Izin Lokasi Tebar Konflik
| Share |
Eksplorasi Tambang Menuai Protes Warga Sekitar
BANDA ACEH, - Ratusan izin lokasi usaha pertambangan dan perkebunan sawit yang diterbitkan pemerintah berpotensi menebar benih konflik di sejumlah wilayah di Tanah Air, seperti di Aceh, Nusa Tenggara Timur, dan Sumatera Selatan. Lokasi yang diincar investor bersentuhan dengan hutan lindung, konservasi, dan hutan rakyat yang selama ini menghidupi warga sekitar.
Di Aceh, sebanyak 236 izin perkebunan dan 120 izin tambang saat ini diberikan kepada perusahaan swasta yang sebagian besar bersentuhan dengan lahan hutan lindung, konservasi, dan hutan rakyat.
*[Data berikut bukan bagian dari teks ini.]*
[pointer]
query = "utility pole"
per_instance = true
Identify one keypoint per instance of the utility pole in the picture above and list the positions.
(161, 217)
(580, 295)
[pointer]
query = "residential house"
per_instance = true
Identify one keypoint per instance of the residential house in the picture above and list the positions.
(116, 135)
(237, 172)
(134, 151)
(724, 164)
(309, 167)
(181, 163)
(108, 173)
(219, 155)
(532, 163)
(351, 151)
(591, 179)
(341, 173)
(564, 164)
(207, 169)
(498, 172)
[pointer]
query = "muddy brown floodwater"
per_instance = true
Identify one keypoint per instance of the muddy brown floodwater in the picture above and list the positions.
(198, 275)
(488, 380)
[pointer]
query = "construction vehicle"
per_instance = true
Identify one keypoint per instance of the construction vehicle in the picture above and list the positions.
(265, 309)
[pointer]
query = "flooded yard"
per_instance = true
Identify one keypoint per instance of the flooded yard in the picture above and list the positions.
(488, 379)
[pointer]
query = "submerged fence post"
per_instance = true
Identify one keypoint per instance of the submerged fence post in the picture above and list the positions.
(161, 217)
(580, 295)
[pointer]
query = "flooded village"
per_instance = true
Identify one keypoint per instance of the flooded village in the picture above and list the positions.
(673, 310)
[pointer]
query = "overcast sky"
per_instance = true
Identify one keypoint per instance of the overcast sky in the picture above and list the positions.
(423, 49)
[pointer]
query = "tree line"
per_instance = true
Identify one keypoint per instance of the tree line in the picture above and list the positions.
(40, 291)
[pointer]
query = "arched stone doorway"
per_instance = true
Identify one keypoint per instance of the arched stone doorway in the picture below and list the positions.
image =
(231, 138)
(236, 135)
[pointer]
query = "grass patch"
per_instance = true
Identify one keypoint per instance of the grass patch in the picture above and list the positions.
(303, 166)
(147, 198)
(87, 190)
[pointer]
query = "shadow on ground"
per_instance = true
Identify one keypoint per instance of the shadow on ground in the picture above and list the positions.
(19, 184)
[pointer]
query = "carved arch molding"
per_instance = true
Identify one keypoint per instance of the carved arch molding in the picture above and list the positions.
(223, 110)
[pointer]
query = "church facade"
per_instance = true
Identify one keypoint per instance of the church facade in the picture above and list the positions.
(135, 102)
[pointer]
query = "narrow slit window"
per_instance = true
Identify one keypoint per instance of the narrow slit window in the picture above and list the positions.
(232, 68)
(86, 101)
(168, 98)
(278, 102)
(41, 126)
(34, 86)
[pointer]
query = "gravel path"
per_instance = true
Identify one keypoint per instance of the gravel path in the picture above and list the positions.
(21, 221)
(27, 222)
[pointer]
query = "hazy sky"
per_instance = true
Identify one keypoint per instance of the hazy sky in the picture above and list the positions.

Direktur Wahana Lingkungan Hidup Indonesia (Walhi) Aceh TM Zulfikar, Selasa (27/12), mengungkapkan, izin-izin perkebunan tersebut telah menggerus lahan hutan di Aceh seluas 351.232,8 hektar. Adapun izin-izin tambang itu mengalihfungsikan lahan hutan hingga sekitar 750.000 hektar.
”Tidak jelas alasan pemberian hak guna usaha (HGU) di atas lahan itu. Dampak ekonomi bagi warga sekitar pun tak jelas. Malah, terancam bencana banjir dan kekeringan,” ujarnya.
Walhi Aceh mencatat, dalam setiap konflik, warga sekitar selalu tak berdaya. Ironisnya, pemerintah dan aparat lebih sering membela kepentingan perusahaan daripada masyarakat. Kasus pemberian izin terhadap PT KA oleh Gubernur Aceh untuk mengalihfungsikan lahan hutan gambut seluas 1.605 hektar di Nagan Raya adalah contohnya.”Warga tak diajak bicara dan tak ada analisis mengenai dampak lingkungan,” katanya.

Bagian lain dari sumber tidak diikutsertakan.